Norway maple has been planted extensively as an ornamental tree and is now found invading natural areas where it often outcompetes native sugar and red maples and other deciduous trees. It has a rounded crown of dense foliage, and gray or brown bark that becomes rough and furrowed into narrow ridges as the tree ages. Its leaves typically remain green longer into the fall than other maples in Connecticut, and then turn yellow. The popular “crimson” varieties have deep maroon leaves throughout the growing season. Norway maple can be distinguished from other maples by the milky sap exuded from the end of leafstalks when they are broken off. Also, the seeds of Norway maple are flatter than seeds of sugar or red maple. Seedlings and saplings are shade tolerant and can quickly dominate the forest understory.

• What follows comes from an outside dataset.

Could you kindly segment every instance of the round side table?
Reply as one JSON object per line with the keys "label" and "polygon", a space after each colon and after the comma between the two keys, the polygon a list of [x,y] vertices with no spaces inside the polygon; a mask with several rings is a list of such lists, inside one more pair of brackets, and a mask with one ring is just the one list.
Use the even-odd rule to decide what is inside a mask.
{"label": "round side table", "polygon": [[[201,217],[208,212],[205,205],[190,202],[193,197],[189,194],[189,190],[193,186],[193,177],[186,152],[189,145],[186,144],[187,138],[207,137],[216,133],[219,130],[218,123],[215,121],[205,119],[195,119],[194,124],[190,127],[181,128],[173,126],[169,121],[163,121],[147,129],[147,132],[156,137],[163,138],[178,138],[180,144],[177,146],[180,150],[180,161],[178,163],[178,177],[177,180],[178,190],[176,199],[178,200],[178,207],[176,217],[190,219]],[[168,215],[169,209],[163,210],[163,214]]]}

NicoleNorwayManagement Options:

A. Hand Pulling

B. Mowing/Cutting

C. Girdling

D. Herbicides


A. Hand Pulling:

Seedlings can easily be hand-pulled in their first year of growth.                                                                                                        

B. Mowing/Cutting:

Large areas dominated by young seedlings can be easily controlled by mowing. Larger trees and saplings may be cut at ground level with power or manual saws. Mature individuals in the vicinity of natural areas should also be removed to remove potential seed sources.                                                                                                                                                  

C. Girdling:

Girdling is useful on large trees where removal of large trees is not practical. Using a hand axe, make a cut through the bark encircling the base of the tree, approximately 15 cm (6 in) above the ground. Be sure that the cut goes well into the cambium layer.                                                                                                                                                                                        

D. Herbicides:

Young seedlings are easily controlled with the herbicides below. Larger trees can be girdled by cutting through the bark and phloem all the way around the trunk. Glyphosate or triclopyr can be painted on the cut surfaces to prevent re-sprouting.

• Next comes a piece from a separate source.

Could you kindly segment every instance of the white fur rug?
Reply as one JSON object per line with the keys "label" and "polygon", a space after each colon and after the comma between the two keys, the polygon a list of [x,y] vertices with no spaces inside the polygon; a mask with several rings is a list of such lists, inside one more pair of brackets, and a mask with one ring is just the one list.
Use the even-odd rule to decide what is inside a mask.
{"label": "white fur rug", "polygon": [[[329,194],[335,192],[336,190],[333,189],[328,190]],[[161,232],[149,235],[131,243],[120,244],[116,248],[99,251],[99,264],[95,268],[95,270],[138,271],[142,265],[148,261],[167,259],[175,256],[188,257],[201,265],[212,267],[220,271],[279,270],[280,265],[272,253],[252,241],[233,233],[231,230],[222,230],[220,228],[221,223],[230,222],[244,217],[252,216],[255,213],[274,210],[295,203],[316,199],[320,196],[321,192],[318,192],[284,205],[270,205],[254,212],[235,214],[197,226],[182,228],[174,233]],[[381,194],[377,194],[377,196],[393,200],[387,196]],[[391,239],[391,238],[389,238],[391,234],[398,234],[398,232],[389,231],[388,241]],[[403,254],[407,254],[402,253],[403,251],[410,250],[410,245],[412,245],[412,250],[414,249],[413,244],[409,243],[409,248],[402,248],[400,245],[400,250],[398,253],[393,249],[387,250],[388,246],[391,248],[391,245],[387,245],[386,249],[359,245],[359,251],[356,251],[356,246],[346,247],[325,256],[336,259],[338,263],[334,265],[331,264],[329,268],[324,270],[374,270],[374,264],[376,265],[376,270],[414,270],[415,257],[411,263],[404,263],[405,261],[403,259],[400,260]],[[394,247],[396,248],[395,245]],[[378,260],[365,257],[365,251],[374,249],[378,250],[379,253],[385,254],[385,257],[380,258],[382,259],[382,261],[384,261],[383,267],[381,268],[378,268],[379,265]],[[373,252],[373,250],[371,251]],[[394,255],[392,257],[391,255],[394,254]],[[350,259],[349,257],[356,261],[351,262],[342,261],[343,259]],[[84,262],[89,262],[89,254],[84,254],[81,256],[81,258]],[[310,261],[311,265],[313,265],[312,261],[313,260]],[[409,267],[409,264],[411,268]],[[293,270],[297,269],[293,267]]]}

Foliar sprays for seedlings and young trees:

FINALE [glufosinate-ammonium (11.33%)]: 3 fl. oz./gal

ROUNDUP [glyphosate (41%)]: 1.25 fl. oz./gal

Cut-stump treatments for established trees:

BRUSH-B-GON [triclopyr (8%)]: Undiluted

ROUNDUP: Diluted with equal part water (1:1)                                                                                                                                           


Kloeppel, B.D. and M.D. Abrams. 1995. Ecophysiological attributes of the native Acer saccharum and the exotic Acer platanoides in urban oak forests in Pennsylvania, USA. Tree Physiology 15(11) 739-746.

Little, E.L. 1980. The Audubon Society Field Guide to North American Trees: Eastern Region. New York: Alfred A. Knopf. Pgs. 575-576.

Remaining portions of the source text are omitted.